Harmony Rose-Bremner, who was cast in The Years in 2024, concurs. “Insecurity and insecurity go opposite everything you’re attempting to do – which is to be uninhibited, release, completely immerse yourself in the role. The issue is, ‘Can I create room in my thoughts to permit the persona in?’” In The Years, as one of five actors all playing the same woman in various phases of her life, she was thrilled yet felt overwhelmed. “I’ve been raised doing theatre. It was always my happy place. I didn’t ever think I’d ever feel nerves.”

‘Like your air is being pulled away’ … Harmony Rose-Bremner, right, with the cast of The Years.

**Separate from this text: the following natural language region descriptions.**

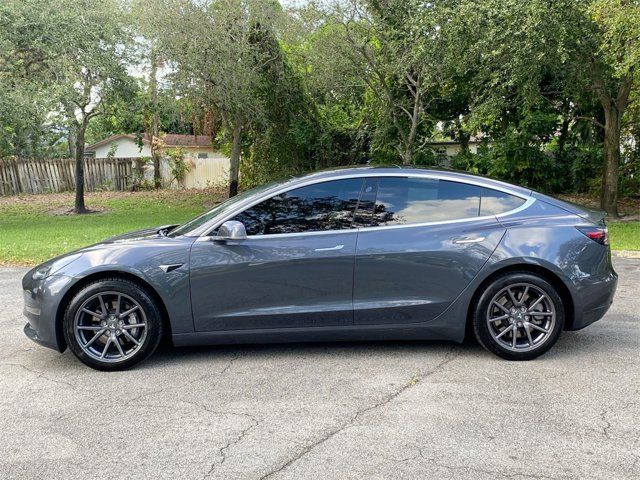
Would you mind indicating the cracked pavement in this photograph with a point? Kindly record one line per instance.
(322, 411)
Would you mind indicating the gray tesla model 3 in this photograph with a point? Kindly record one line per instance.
(366, 253)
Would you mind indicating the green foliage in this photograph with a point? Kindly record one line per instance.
(177, 163)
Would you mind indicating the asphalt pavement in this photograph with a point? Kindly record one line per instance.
(398, 410)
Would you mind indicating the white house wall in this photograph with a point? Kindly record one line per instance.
(126, 148)
(204, 172)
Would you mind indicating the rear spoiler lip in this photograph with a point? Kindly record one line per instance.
(590, 214)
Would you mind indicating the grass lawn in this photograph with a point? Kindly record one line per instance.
(624, 235)
(34, 228)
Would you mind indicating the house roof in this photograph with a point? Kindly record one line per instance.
(170, 140)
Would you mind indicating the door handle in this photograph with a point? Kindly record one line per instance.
(327, 249)
(469, 240)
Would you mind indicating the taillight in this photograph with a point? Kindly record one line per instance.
(597, 234)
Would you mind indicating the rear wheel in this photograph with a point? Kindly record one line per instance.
(519, 316)
(112, 324)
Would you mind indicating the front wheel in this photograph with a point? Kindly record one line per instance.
(519, 316)
(112, 324)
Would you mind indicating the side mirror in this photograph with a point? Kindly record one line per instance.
(231, 230)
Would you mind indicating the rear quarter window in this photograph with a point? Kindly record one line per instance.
(402, 201)
(494, 202)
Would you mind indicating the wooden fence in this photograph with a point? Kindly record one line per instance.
(58, 175)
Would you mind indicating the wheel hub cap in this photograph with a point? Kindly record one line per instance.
(521, 317)
(110, 326)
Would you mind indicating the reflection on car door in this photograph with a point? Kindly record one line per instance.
(295, 269)
(407, 272)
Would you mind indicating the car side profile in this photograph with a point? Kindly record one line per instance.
(367, 253)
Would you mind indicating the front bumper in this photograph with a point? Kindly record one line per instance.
(41, 301)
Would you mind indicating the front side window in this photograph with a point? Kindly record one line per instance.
(314, 208)
(403, 201)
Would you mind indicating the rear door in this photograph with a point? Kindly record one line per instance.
(421, 243)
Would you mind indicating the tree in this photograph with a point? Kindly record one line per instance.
(614, 68)
(92, 72)
(216, 63)
(528, 56)
(31, 40)
(391, 46)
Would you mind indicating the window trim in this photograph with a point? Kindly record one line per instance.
(529, 200)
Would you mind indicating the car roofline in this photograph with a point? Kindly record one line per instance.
(362, 172)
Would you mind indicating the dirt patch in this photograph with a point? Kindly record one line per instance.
(63, 211)
(64, 200)
(628, 208)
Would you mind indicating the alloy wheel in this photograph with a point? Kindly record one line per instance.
(110, 326)
(521, 317)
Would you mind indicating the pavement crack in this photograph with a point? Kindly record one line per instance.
(607, 426)
(414, 380)
(40, 374)
(222, 451)
(229, 364)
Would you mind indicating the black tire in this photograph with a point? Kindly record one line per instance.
(150, 312)
(517, 282)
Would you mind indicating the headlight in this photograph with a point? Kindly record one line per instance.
(41, 272)
(52, 266)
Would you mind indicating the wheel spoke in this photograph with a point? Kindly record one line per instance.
(105, 312)
(117, 342)
(118, 305)
(106, 347)
(128, 312)
(536, 327)
(528, 330)
(514, 302)
(92, 313)
(94, 338)
(130, 337)
(502, 307)
(524, 295)
(534, 304)
(133, 325)
(508, 329)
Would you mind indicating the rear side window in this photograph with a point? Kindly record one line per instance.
(318, 207)
(403, 201)
(494, 202)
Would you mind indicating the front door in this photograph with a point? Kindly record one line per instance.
(295, 269)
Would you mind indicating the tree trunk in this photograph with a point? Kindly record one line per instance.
(79, 206)
(155, 154)
(609, 191)
(234, 168)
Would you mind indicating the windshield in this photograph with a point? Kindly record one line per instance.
(229, 204)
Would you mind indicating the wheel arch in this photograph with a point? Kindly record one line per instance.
(549, 275)
(100, 275)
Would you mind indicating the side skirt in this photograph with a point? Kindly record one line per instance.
(317, 334)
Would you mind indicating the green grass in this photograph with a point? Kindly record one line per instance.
(32, 228)
(624, 235)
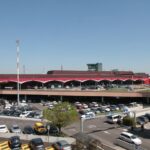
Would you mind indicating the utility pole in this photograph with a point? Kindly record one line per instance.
(18, 87)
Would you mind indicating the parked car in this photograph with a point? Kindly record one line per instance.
(39, 128)
(114, 118)
(36, 144)
(142, 120)
(14, 142)
(147, 115)
(88, 115)
(28, 130)
(15, 129)
(52, 129)
(114, 108)
(62, 145)
(130, 138)
(25, 114)
(3, 129)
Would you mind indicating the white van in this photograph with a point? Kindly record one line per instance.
(113, 118)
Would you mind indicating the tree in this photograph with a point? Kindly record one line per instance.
(61, 115)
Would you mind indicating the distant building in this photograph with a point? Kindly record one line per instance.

She recollects the night of the initial performance. “I really didn’t know if I could continue,” she says. “It was the initial instance I’d experienced like that.” She managed, but felt swamped in the very first opening scene. “We were all motionless, just talking into the void. We weren’t looking at one other so we didn’t have each other to respond to. There were just the dialogue that I’d listened to so many times, reaching me. I had the typical signs that I’d had in miniature before – but never to this level. The experience of not being able to inhale fully, like your breath is being sucked up with a void in your torso. There is nothing to hold on to.” It is compounded by the emotion of not wanting to disappoint cast actors down: “I felt the duty to all involved. I thought, ‘Can I endure this huge thing?’”

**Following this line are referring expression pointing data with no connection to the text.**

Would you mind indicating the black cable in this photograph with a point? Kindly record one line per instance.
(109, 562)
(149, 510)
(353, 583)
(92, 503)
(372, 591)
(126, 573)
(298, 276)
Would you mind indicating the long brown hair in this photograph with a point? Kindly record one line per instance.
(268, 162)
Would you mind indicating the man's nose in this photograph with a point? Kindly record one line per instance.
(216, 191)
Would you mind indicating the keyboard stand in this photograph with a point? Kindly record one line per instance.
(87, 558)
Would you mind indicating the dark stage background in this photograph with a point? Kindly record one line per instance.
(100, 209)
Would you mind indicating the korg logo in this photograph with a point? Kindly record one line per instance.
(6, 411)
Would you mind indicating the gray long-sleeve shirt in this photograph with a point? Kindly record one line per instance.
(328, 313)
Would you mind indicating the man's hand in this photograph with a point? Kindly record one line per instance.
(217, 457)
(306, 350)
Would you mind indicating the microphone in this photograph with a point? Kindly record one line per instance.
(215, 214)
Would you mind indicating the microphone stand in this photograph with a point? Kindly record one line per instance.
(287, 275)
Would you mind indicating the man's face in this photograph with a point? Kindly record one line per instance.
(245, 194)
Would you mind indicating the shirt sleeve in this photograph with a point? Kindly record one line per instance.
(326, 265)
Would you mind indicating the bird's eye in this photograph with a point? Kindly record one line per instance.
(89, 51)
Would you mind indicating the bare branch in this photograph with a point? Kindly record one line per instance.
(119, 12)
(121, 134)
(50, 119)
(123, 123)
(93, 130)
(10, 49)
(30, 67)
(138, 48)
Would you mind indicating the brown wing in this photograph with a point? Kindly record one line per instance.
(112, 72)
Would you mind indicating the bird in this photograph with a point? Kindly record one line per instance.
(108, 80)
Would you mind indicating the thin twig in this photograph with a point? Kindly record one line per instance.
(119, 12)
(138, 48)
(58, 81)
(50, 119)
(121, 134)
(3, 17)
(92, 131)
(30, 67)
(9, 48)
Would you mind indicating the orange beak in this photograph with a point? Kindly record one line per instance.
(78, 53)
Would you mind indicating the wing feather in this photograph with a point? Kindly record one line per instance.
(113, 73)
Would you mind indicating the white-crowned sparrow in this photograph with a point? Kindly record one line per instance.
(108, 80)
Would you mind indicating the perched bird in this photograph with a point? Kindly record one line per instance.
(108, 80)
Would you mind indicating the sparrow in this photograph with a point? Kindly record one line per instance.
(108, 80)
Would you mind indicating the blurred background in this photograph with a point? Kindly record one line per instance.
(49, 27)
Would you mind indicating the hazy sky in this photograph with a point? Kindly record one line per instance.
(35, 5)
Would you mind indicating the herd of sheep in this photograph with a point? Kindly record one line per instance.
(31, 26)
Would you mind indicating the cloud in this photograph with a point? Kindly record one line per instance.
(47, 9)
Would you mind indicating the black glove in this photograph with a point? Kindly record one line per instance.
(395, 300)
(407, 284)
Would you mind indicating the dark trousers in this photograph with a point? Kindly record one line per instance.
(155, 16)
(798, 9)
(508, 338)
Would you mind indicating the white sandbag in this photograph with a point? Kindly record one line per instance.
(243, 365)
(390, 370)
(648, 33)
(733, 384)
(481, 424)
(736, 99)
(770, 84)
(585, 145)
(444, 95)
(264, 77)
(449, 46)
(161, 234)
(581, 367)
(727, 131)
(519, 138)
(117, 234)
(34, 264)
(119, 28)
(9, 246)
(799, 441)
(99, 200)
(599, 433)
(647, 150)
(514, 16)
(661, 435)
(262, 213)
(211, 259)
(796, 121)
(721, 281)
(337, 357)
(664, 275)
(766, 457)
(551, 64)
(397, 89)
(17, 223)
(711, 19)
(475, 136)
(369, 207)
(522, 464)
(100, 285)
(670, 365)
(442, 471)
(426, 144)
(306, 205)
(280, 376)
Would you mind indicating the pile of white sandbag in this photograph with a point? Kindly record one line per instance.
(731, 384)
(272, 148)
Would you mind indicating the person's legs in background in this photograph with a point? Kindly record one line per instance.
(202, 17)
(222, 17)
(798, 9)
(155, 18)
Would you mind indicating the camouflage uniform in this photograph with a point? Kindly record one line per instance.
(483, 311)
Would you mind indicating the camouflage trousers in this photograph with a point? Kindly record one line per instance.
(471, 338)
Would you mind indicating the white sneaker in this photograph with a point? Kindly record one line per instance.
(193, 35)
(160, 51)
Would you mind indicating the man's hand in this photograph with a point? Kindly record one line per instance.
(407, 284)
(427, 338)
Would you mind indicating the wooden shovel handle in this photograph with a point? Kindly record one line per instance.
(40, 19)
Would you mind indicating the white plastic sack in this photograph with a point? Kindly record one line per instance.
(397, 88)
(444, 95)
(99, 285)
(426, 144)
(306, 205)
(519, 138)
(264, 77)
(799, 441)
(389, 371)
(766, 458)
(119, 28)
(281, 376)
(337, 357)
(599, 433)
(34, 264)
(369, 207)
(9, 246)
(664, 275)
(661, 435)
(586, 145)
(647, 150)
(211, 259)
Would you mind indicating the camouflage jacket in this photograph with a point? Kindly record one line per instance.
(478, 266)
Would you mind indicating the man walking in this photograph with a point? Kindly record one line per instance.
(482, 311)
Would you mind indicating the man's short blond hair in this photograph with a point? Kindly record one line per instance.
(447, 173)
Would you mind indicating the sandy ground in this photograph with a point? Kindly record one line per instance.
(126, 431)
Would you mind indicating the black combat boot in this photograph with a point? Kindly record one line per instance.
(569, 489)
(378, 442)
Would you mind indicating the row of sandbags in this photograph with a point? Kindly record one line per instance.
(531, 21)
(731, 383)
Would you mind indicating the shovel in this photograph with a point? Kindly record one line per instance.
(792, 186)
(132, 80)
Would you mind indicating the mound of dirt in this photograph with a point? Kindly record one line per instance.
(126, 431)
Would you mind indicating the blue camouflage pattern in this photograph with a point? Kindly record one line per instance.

Zachary Hart attributes self-doubt for inducing his stage fright. A spinal condition ruled out his aspirations to be a footballer, and he was working as a warehouse operator when a companion submitted to theatre college on his behalf and he enrolled. “Standing up in front of people was utterly alien to me, so at acting school I would go last every time we did something. I stuck at it because it was pure distraction – and was preferable than industrial jobs. I was going to give my all to beat the fear.”

His debut acting job was in Nicholas Hytner’s Julius Caesar at the Bridge theatre. When the cast were notified the show would be captured for NT Live, he was “terrified”. Some time later, in the initial performance of The Constituent, in which he was cast alongside James Corden and Anna Maxwell-Martin, he uttered his first line. “I heard my accent – with its pronounced Black Country dialect – and {looked

Lauren Wells
Lauren Wells

A passionate chef and food writer specializing in Venetian cuisine, sharing authentic recipes and cultural stories.